The Secret of Stradivari by Otis Tomas
One of the founding myths in the culture that revolves around the violin is that of the secret of Stradivari. For the modern violinmaker, the figure of Stradivari stands not so much as the patriarch (the Amatis and others were the real founding fathers) but as the Great Hero who brought fulfilment, established the laws, and set the standards for the generations of violinmakers that followed. The Cremona of Stradivari's time is seen as an Eden-like period which we refer to as the classical "Golden Age" of violinmaking. Violins of that epoch, Stradivari's being the foremost, trade for sums that can be in the millions of dollars. Stradivari's superb workmanship, elegant beauty, and supreme tone are considered unmatched, before or since. And if price is any indication, certainly no modern instrument can come close. Generations of violinmakers have studied, measured, and copied his work in the attempt to capture the elusive qualities of these great violins, but still they stand as mythic ideals, of which we moderns can only hope to capture the shadows. Somehow, in the course of its history, the violinmakers' art has lost touch with its Edenic origins. There is something missing -- a lost key that if only we could find it, our modern tradition would be restored to the wholeness of its former beauty. Or so goes the myth... .

That these classical Cremonese instruments are unique works of art and serve as the standard which still inspires modern violinmakers is undisputed. But as in all mythic traditions, there are believers and sceptics, fundamentalists and revolutionaries.

Among the more conservative of modern makers are the strict copyists -- going to great lengths to obtain wood from the same forests that supposedly supplied Stradivari, carefully measuring and reproducing every nuance and irregularity of design of a treasured example, poring over ancient manuscripts for forgotten varnishing techniques -- all in the fear of overlooking some detail by which the work will fall short of the ideal. And yet, that sound is elusive. Theories are promoted to account for these subtle differences: the natural qualities of the wood from now extinct forests, lost methods of the early foresters (holding logs in ponds of salt or fresh water, bacterial or fungal action on wood, exposure to ammonia fumes from the stables below the woodshed... ); or maybe there is a forgotten treatment at the varnish bench, alchemical ground coats that change the stiffness or other qualities of the wood, turning ordinary wood into a golden-voiced sound board -- or perhaps there are overlooked subtleties of design, a hidden pattern in the mathematical curves that describe the shapes of the arching, numerological correspondences of the various proportions of the instrument's outlines; or possibly there are hidden harmonies in the tap tones of the unfinished plates.

More sceptical makers might account for these differences between classical and modern instruments as the work of time, which no modern maker can imitate.
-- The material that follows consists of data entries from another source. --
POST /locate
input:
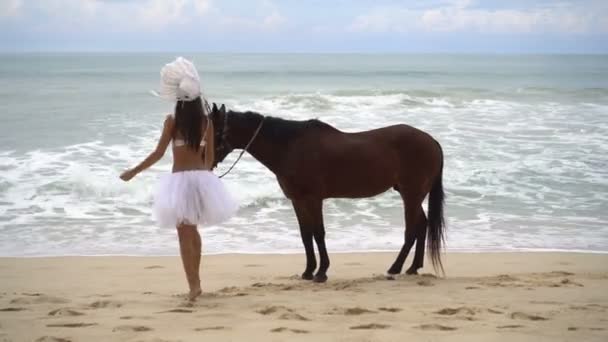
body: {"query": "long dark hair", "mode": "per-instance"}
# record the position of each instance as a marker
(189, 118)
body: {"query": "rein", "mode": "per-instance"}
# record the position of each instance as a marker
(246, 147)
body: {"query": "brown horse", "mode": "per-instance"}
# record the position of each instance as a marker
(314, 161)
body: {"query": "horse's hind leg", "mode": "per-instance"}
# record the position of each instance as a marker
(310, 218)
(411, 226)
(420, 243)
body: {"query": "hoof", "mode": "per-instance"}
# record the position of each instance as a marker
(320, 278)
(391, 276)
(307, 276)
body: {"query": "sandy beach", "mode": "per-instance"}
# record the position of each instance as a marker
(483, 297)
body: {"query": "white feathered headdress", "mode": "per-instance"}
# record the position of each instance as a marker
(179, 81)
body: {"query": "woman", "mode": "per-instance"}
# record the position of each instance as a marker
(191, 195)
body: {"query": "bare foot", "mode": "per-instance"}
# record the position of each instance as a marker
(194, 294)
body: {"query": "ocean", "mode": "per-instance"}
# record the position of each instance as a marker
(525, 139)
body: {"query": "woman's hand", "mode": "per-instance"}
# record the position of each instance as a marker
(127, 175)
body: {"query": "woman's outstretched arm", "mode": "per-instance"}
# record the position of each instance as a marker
(156, 155)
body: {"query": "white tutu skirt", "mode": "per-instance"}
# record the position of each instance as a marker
(194, 197)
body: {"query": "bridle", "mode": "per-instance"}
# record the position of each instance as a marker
(225, 145)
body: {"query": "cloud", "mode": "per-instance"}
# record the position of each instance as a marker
(266, 17)
(461, 16)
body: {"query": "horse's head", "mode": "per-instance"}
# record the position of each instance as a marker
(221, 138)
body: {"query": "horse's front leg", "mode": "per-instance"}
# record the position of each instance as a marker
(311, 261)
(319, 235)
(307, 239)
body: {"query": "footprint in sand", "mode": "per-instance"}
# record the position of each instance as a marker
(131, 328)
(357, 311)
(52, 339)
(529, 317)
(579, 328)
(370, 326)
(272, 309)
(497, 312)
(454, 311)
(39, 299)
(293, 316)
(435, 327)
(102, 304)
(12, 309)
(71, 325)
(297, 331)
(287, 313)
(65, 312)
(567, 281)
(178, 311)
(136, 317)
(219, 327)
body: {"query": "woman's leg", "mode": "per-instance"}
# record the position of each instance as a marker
(187, 246)
(197, 252)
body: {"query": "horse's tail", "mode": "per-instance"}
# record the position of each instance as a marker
(436, 223)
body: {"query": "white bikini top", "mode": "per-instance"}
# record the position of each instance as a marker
(180, 142)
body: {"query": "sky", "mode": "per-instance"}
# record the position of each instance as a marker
(379, 26)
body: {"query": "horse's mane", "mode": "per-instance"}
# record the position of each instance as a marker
(281, 130)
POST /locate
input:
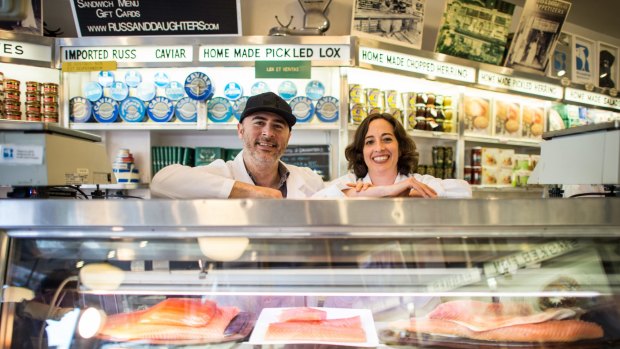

The elusive tone of the great classical instruments, they would say, is the result of a slow transformation through 300 years of continual use, care, and on-going restoration. What has survived from the past represents a long process of culling, refining, maturing and re-working of the best of the past. It follows then that the work of today's finest makers may someday rival or surpass that of the classical golden age. But how do we know which qualities now will mature into those that our great-grandchildren will desire? Musical tastes and expectations of tone have changed over the centuries. Certainly the baroque violin of Stradivari's day was not expected to perform like the modern soloist instruments that they have become. Perhaps our musical expectation and valuation has been moulded around these few existing examples as much as the great makers have succeeded in realizing an ideal of musical aesthetics. An even more cynical faction in the society of violinmakers may even claim that the mystique of the golden age is more a matter of shrewd marketing by dealers, prestige and career building by musicians, investment and speculation by collectors. After all, in many "objective" listening tests, modern instruments do just as well, and sometimes surpass those of the classical age.

At the more radical edge of the violinmaker's world there are physicists who employ some of our most advanced technological tools and techniques in the attempt to identify and reproduce the hidden secrets of these old fiddles. Some among this faction would even remake the violin, based on a pure, rational, scientific and modern aesthetic. Electron microscopy, CAT scans, laser interferometry, and sophisticated computer programs to analyze frequency response spectra, create mathematical models, and map resonance modes are a few of the modern tools called upon in hopes of discovering some overlooked characteristics to explain qualities in quantitative terms, and give us an equation that may let us approach and grasp their beauty.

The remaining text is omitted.